Unlike registered lobbyists, political action committees and labor unions–all of which are required to disclose their funding and activities under various state and federal laws–the American Legislative Exchange Council (ALEC) operates without much transparency.
Largely funded through corporate dollars, ALEC promotes model bills, though in Minnesota, known ALEC leaders and members like Mary Kiffmeyer, Mike Parry and Steve Drazkowski deny that legislation they sponsor has anything to do with a group they decided to join.
One gathers voters are supposed to accept those statements without question, as if the group is nothing more that a corporate-subsidized gym membership that no one ever manages to use.

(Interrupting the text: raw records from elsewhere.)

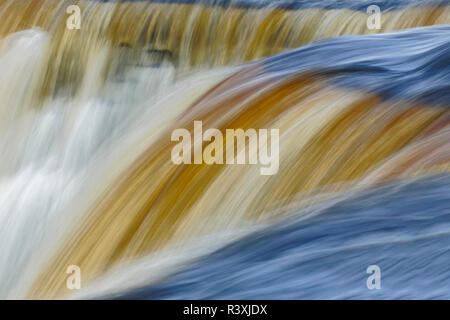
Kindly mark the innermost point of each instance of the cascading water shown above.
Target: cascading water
(86, 117)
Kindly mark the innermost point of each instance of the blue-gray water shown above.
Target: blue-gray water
(402, 228)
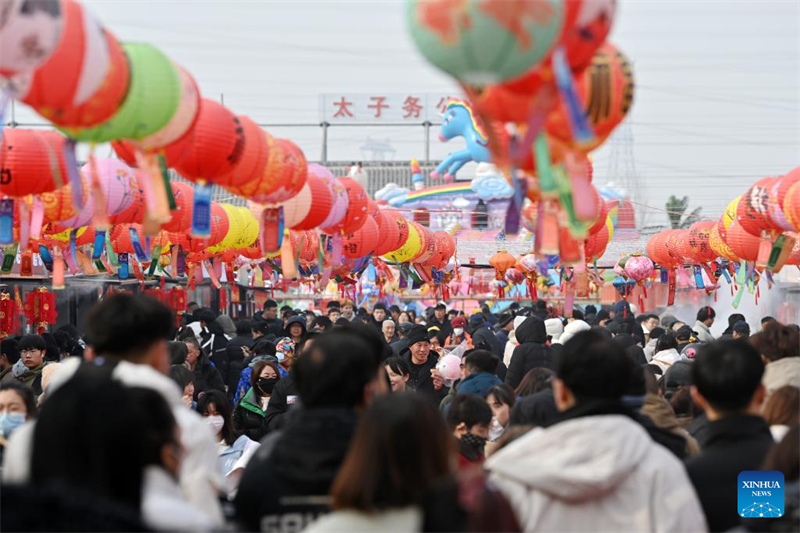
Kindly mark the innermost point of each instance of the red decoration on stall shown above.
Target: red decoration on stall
(40, 309)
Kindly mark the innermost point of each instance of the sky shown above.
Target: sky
(716, 105)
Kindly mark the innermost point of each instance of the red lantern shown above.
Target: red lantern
(742, 243)
(212, 148)
(752, 213)
(26, 163)
(699, 248)
(181, 216)
(363, 241)
(356, 208)
(40, 309)
(321, 203)
(253, 157)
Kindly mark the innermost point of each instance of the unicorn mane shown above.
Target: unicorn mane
(454, 102)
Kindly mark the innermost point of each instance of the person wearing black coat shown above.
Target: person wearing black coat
(421, 360)
(727, 386)
(206, 376)
(532, 351)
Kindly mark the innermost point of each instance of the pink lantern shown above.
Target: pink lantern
(639, 267)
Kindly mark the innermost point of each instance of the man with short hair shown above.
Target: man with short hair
(705, 319)
(589, 470)
(440, 320)
(28, 368)
(468, 417)
(422, 363)
(285, 485)
(477, 373)
(127, 336)
(727, 385)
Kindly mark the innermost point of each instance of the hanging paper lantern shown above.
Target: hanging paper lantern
(27, 163)
(180, 217)
(777, 199)
(151, 101)
(253, 160)
(134, 214)
(321, 200)
(410, 247)
(356, 213)
(75, 70)
(285, 172)
(29, 35)
(606, 90)
(718, 245)
(117, 182)
(338, 208)
(791, 206)
(639, 268)
(699, 249)
(213, 146)
(743, 244)
(482, 42)
(752, 212)
(296, 209)
(363, 241)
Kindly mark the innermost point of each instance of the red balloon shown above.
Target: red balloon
(182, 215)
(356, 208)
(321, 203)
(213, 147)
(253, 157)
(363, 241)
(26, 162)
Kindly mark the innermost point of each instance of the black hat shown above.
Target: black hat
(504, 319)
(685, 333)
(742, 327)
(31, 342)
(417, 334)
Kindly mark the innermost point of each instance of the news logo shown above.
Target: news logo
(761, 494)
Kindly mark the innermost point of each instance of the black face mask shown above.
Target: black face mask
(266, 384)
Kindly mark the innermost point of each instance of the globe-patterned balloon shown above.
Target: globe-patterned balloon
(485, 41)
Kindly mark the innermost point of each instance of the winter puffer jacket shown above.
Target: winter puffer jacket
(587, 474)
(290, 476)
(531, 352)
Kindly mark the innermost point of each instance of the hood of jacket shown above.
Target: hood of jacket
(572, 329)
(312, 448)
(297, 319)
(564, 467)
(478, 383)
(532, 330)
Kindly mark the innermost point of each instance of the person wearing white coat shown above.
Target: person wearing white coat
(597, 469)
(666, 353)
(512, 341)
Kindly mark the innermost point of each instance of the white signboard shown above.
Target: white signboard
(343, 108)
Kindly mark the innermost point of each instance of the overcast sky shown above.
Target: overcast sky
(717, 101)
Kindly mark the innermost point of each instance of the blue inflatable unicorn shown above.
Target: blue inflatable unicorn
(459, 121)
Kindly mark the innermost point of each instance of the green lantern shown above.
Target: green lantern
(152, 98)
(485, 41)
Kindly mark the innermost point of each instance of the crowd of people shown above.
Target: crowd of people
(341, 420)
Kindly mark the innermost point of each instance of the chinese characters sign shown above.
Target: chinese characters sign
(338, 108)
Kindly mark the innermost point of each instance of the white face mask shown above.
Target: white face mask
(495, 430)
(215, 422)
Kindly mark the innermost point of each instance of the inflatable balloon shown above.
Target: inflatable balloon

Representative Phyllis Kahn has thrown HF2972 into the hopper, a bill to require legislative meetings:
to be open to the public; model legislation lobbyists and principals, and scholarship fund principals and public officials requirements added; public campaign fund established; political contribution refund amount increased, and money appropriated.
The first part of the bill requires legislative meetings to be open to the public, no doubt a much-needed response to the closed meetings that took place during the government shutdown. For a refresher on the problem, check out Pat Kessler’s Reality Check from last summer: Reality Check: MN Legislators’ Private Shutdown Meetings. And there are some changes to the way campaigns are funded.
But the rest of the bill concerns “model legislation lobbyists and principals, and scholarship fund principals and public officials requirements added;” in short, provisions that will require ALEC’s activities on behalf of model bills to be as transparent as those of lobbyists.
This is a good idea, and one that ALEC members should welcome, since if their claims are true, disclosure of the group’s activities would document their claims that their gatherings are as innocent as the local Sunday school’s ice cream social.
However, as I think back to the piles of food at the corporate-sponsored breakfast and luncheon receptions at the 2011 ALEC Task Force Spring Summit in Cincinnati, not to mention the closing reception (admittedly, some of the legislators–none Minnesotans–complained that only wine and beer were available at the open bar), I suspect that the spending for the ALEC faithful exceeds that for the former event.
Photo: This handsome Cincinnati police officer–like his colleagues on all five floors where ALEC meetings were being held–was guarding the elevator to make sure that no journalists or uncredentialed dirty hippies got through to find out what was happening.